There were 82 households, out of which 24.4% had children under the age of 18 living with them, 63.4% were married couples living together, 9.8% had a female householder with no husband present, and 22.0% were non-families. 18.3% of all households were made up of individuals, and 8.5% had someone living alone who was 65 years of age or older. The average household size was 2.46 and the average family size was 2.78.

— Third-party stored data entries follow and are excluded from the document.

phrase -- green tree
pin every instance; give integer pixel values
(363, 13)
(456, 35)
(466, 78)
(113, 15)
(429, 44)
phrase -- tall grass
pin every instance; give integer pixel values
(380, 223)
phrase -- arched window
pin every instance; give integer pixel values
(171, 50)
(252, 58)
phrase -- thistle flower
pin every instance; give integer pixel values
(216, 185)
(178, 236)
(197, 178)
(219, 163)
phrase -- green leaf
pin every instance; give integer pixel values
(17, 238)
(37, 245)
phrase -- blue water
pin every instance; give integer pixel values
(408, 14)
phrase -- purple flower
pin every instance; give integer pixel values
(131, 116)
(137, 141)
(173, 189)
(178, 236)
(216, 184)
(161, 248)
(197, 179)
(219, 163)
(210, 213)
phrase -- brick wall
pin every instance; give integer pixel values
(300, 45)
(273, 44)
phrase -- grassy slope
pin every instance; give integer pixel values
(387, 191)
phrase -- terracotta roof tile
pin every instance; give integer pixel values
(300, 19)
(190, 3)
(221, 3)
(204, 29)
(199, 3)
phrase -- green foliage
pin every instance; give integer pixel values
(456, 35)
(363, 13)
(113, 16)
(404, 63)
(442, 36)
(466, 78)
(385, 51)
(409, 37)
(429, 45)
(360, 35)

In the town the population was spread out, with 20.8% under the age of 18, 5.0% from 18 to 24, 29.2% from 25 to 44, 30.2% from 45 to 64, and 14.9% who were 65 years of age or older. The median age was 39 years. For every 100 females, there were 90.6 males. For every 100 females age 18 and over, there were 81.8 males.

The median income for a household in the town was $32,188, and the median income for a family was $41,875. Males had a median income of $34,167 versus $16,635 for females. The per capita income for the town was $18,310. About 5.3% of families and 4.7% of the population were below the poverty line, including none of those under the age of 18 and 6.7% of those 65 or over.